Council Chairman Michael Perkins said the board simply was “erring on the side of caution” until the state figures out how to regulate the law. He said the town can revisit the question of a total ban if residents petition to do so.

Thomas countered that there are bars and liquor stores in Oakland that no one seems to mind. She said alcohol consumption is far worse than marijuana use.

Councilor Don Borman pointed out that Oakland was once a “dry town” banning sales of hard liquor, but that was reversed after residents petitioned for the change.

The marijuana law, approved Question 1 in a state referendum by about 4,000 votes, allows towns to regulate the number, location and operation of retail marijuana stores, cultivation, manufacturing and testing facilities and social clubs, and also can impose local licensing requirements. They also can become dry towns by implementing an outright ban on all marijuana business, which is what Oakland did Wednesday night.

Private marijuana possession and growing will still be allowed even in towns that ban retail businesses. The ordinance does not affect medical marijuana or personal use of recreational marijuana.

The Maine law allows adults 21 and older to possess up to 2.5 ounces of marijuana, grow their own plants and buy marijuana from licensed retail stores. The initiative also allows marijuana social clubs and imposes a 10 percent sales tax on marijuana. Marijuana use will be prohibited in public, with violations punishable by a $100 fine.

Marijuana is still illegal under federal law. It remains to be seen whether LePage or President-elect Donald Trump will take steps to block or roll back laws in Maine and seven other states that have legalized recreational marijuana use.

Oakland residents voted 1,914-1,620 against Question 1.

Oakland councilors took the route of becoming a “dry town” rather than implementing a moratorium and local restrictions.

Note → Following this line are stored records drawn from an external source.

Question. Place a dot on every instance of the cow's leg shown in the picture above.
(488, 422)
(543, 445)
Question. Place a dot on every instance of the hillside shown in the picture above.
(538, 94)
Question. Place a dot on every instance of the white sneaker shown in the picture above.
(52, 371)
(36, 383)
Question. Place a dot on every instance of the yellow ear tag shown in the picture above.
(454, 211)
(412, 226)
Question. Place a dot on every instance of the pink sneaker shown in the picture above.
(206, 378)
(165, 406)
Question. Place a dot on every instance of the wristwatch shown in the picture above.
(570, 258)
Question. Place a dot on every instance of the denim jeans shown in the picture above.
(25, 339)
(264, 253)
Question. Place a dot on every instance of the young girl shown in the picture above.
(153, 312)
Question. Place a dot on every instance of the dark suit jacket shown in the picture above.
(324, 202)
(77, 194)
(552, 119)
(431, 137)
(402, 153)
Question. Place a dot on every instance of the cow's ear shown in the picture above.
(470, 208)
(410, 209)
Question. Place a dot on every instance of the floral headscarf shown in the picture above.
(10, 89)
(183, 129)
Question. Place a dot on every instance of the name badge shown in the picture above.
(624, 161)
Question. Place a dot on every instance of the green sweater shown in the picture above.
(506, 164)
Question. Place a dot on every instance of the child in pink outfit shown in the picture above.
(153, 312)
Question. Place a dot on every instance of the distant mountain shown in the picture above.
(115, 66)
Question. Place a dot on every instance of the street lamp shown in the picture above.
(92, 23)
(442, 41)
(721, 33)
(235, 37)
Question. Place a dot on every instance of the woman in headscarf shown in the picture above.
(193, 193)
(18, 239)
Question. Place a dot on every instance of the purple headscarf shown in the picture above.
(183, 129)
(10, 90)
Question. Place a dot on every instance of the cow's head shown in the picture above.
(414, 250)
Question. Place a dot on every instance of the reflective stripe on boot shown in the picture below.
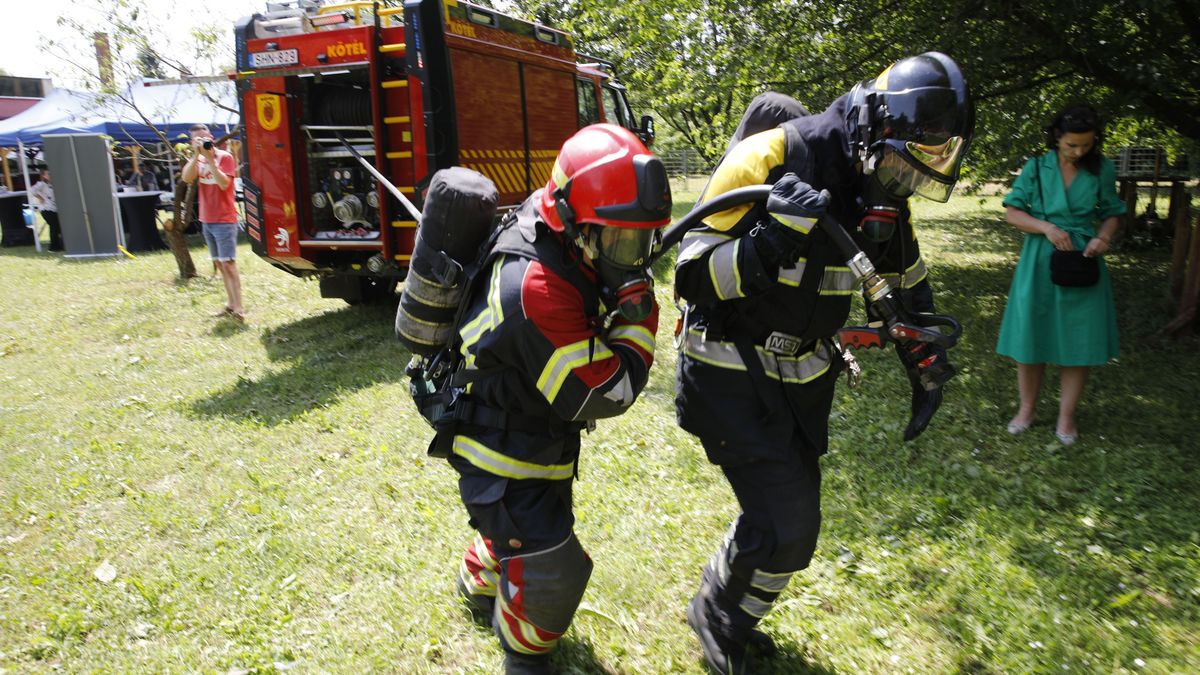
(538, 596)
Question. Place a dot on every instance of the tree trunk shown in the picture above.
(185, 196)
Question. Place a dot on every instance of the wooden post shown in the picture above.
(1128, 193)
(174, 227)
(4, 160)
(1180, 215)
(1182, 322)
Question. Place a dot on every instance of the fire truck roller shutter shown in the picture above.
(341, 105)
(459, 215)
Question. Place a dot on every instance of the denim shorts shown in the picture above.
(222, 239)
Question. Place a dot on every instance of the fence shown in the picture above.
(688, 169)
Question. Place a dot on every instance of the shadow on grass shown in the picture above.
(325, 357)
(1132, 473)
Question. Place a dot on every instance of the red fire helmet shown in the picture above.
(604, 174)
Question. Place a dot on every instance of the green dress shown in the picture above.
(1049, 323)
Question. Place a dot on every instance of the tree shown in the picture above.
(699, 64)
(130, 53)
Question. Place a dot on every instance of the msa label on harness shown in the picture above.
(783, 344)
(280, 58)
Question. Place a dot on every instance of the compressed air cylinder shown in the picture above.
(460, 213)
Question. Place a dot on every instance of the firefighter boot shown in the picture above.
(724, 655)
(523, 664)
(479, 605)
(477, 580)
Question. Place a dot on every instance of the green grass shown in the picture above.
(263, 501)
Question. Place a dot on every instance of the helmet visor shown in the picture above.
(625, 248)
(928, 171)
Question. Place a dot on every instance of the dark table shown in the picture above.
(12, 220)
(139, 216)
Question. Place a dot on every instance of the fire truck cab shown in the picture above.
(409, 90)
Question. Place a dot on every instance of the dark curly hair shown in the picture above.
(1079, 119)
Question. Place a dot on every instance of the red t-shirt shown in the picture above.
(216, 204)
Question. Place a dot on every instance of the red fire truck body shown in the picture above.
(412, 90)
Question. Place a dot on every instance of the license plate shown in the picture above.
(277, 58)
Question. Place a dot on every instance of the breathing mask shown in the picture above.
(621, 256)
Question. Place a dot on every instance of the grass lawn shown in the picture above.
(183, 494)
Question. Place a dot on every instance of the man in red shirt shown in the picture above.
(215, 168)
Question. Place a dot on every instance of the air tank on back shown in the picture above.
(459, 214)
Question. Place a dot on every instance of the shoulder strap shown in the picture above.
(1037, 178)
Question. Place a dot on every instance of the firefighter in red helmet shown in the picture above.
(561, 333)
(766, 296)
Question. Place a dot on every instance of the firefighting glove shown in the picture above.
(793, 205)
(928, 370)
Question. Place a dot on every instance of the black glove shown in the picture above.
(928, 370)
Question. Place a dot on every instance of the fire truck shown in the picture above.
(348, 111)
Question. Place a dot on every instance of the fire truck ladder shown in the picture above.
(396, 130)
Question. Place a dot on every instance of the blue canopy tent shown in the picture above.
(135, 117)
(169, 108)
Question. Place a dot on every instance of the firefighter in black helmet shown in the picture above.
(765, 297)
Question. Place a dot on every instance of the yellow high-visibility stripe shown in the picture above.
(639, 335)
(771, 581)
(723, 268)
(754, 607)
(485, 583)
(915, 274)
(490, 317)
(498, 464)
(748, 163)
(792, 275)
(838, 281)
(697, 242)
(564, 360)
(484, 555)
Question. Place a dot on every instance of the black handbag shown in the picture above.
(1071, 268)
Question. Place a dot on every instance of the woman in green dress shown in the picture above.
(1057, 202)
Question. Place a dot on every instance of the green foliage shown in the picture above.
(699, 64)
(183, 494)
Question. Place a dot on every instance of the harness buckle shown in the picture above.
(783, 344)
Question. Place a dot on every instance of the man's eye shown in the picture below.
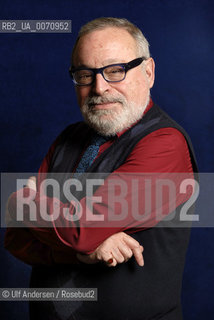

Bowman told councilors last month that because the town’s comprehensive plan isn’t updated and the town doesn’t have zoning, it can’t enforce a moratorium.

Skowhegan selectmen in November decided to pursue becoming a dry town after residents voted 2,152-1,897 against Question 1. The Planning Board is developing an ordinance to ban marijuana businesses that will likely go to voters at the annual Town Meeting in June.

If Skowhegan residents decide not to become a dry town, officials will ask them to implement a moratorium to allow town officials time to figure out how to handle marijuana businesses. Skowhegan has a local controlled-substance facility ordinance in place regulating methadone clinics and medical marijuana dispensaries, but town officials said it is unclear if the town can use the same ordinance to regulate recreational marijuana businesses.

In Madison, Town Manager Tim Curtis said Wednesday that after taking input from residents during a Dec. 19 public hearing, selectmen have scheduled a special town meeting for Jan. 9 to vote on imposing a 180-day moratorium on marijuana retail sales and social clubs.